Thread: [HACKERS] Poor cost estimate with interaction between table correlation andpartial indexes

Hi.

I'm looking to get started contributing code to Postgres. A small
issue I'm aware of that I think would make a good first contribution
is a poor cost estimate made due to an interaction between table
correlation and partial indexes. Currently the planner assumes that
when an index is perfectly correlated with a table and a range scan is
performed on the index, all of the table page reads performed by the
index scan except for the first one will be sequential reads. While
this assumption is correct for regular indexes, it is not true for
partial indexes.

The assumption holds for regular indexes because the rows
corresponding to two entries in a regular index that is perfectly
correlated with the table are guaranteed to be next to each other in
the table. On the other hand with a partial index perfectly correlated
with a table, there may be rows in the table in between the two rows
corresponding to two adjacent entries in the index that are not
included in the index because they do not satisfy the partial index
predicate.

To make the cost calculation for this case more accurate, I want to
apply the same estimate as the one currently used to estimate the cost
of a bitmap heap scan. The bitmap heap scan cost estimate applies in
this case because both cases involve reading pages from disk ordered
by the location in the table, but where the pages may not be
consecutive.

For the relevant functions, see cost_index and cost_index_heap_scan in
costsize.c.

Thanks,
Michael



Do you think this is a reasonable approach? Should I start working on
a patch based on the solution I described or is there some other
approach I should look into?



On Sat, Aug 26, 2017 at 05:50:26PM -0700, Michael Malis wrote:
> Do you think this is a reasonable approach? Should I start working
> on a patch based on the solution I described or is there some other
> approach I should look into?

You'll get more traction with a proof-of-concept patch accompanying
the plan than without.  Don't bother with any level of care past
proof-of-concept until you get positive feedback.

Best,
David.
-- 
David Fetter <david(at)fetter(dot)org> http://fetter.org/
Phone: +1 415 235 3778  AIM: dfetter666  Yahoo!: dfetter
Skype: davidfetter      XMPP: david(dot)fetter(at)gmail(dot)com

Remember to vote!
Consider donating to Postgres: http://www.postgresql.org/about/donate



(Sorry David. I initially replied only to you)

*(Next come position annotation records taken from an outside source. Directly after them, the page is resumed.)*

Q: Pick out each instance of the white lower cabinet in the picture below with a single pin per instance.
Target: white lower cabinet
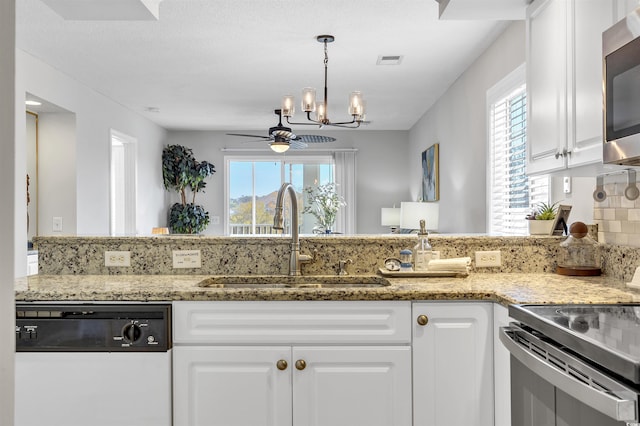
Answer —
(231, 386)
(453, 364)
(331, 364)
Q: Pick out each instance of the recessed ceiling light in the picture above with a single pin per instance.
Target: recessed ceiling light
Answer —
(389, 60)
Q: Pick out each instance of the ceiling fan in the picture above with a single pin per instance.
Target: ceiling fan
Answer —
(282, 138)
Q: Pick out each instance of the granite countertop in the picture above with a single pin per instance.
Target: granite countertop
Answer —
(504, 288)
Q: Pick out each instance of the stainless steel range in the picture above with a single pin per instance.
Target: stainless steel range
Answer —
(574, 364)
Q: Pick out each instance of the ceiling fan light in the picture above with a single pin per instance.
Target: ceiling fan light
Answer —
(288, 106)
(308, 99)
(279, 146)
(356, 106)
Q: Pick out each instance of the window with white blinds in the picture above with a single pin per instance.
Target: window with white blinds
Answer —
(512, 193)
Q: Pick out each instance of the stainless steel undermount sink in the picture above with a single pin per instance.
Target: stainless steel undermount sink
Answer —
(285, 281)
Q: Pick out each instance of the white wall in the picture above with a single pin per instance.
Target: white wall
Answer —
(56, 170)
(8, 209)
(458, 123)
(382, 170)
(95, 116)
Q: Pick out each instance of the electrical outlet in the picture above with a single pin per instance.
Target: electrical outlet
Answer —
(117, 258)
(187, 259)
(488, 259)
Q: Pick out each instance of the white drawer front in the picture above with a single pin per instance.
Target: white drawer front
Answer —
(291, 322)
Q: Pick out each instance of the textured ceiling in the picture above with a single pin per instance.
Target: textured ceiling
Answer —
(225, 64)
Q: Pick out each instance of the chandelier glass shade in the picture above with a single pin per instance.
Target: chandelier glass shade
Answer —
(310, 104)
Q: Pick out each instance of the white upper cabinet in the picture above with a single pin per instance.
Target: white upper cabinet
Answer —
(564, 81)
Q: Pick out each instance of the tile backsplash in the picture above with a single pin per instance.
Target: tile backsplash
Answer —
(618, 218)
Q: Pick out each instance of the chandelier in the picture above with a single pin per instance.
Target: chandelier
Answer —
(309, 104)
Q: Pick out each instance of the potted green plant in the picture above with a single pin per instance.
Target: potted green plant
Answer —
(323, 202)
(182, 173)
(541, 218)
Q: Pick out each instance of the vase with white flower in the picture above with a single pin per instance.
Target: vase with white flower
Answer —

Ok. I've attached a patch of a proof-of-concept. I have a few
questions about tests.

What is typical workflow to add tests for changes to the planner? Also
I ran make check and it appears one of the existing tests is failing.
What is a typical way for going about discovering why the query plan
for a specific query changed? Also, how should I go about changing the
old test? Should I replace the old test output with the new test
output or modify the old test slightly to get it to produce the same
case as before?

Thanks,
Michael

-- 
Sent via pgsql-hackers mailing list (pgsql-hackers@postgresql.org)
To make changes to your subscription:
http://www.postgresql.org/mailpref/pgsql-hackers

Attachment
Hmm... It seems the command I used for obtaining a patch I got from
here https://wiki.postgresql.org/wiki/Working_with_Git truncated part
of the patch. I've attached the file generated from git diff
--patience master improve-partial-index-correlation-calculation
--no-color > improve-correlated-partial-index-cost-v2.patch to this
email. What is the correct command for generating a context diff?

-- 
Sent via pgsql-hackers mailing list (pgsql-hackers@postgresql.org)
To make changes to your subscription:
http://www.postgresql.org/mailpref/pgsql-hackers

Attachment
Michael Malis wrote:
> Hmm... It seems the command I used for obtaining a patch I got from
> here https://wiki.postgresql.org/wiki/Working_with_Git truncated part
> of the patch. I've attached the file generated from git diff
> --patience master improve-partial-index-correlation-calculation
> --no-color > improve-correlated-partial-index-cost-v2.patch to this
> email. What is the correct command for generating a context diff?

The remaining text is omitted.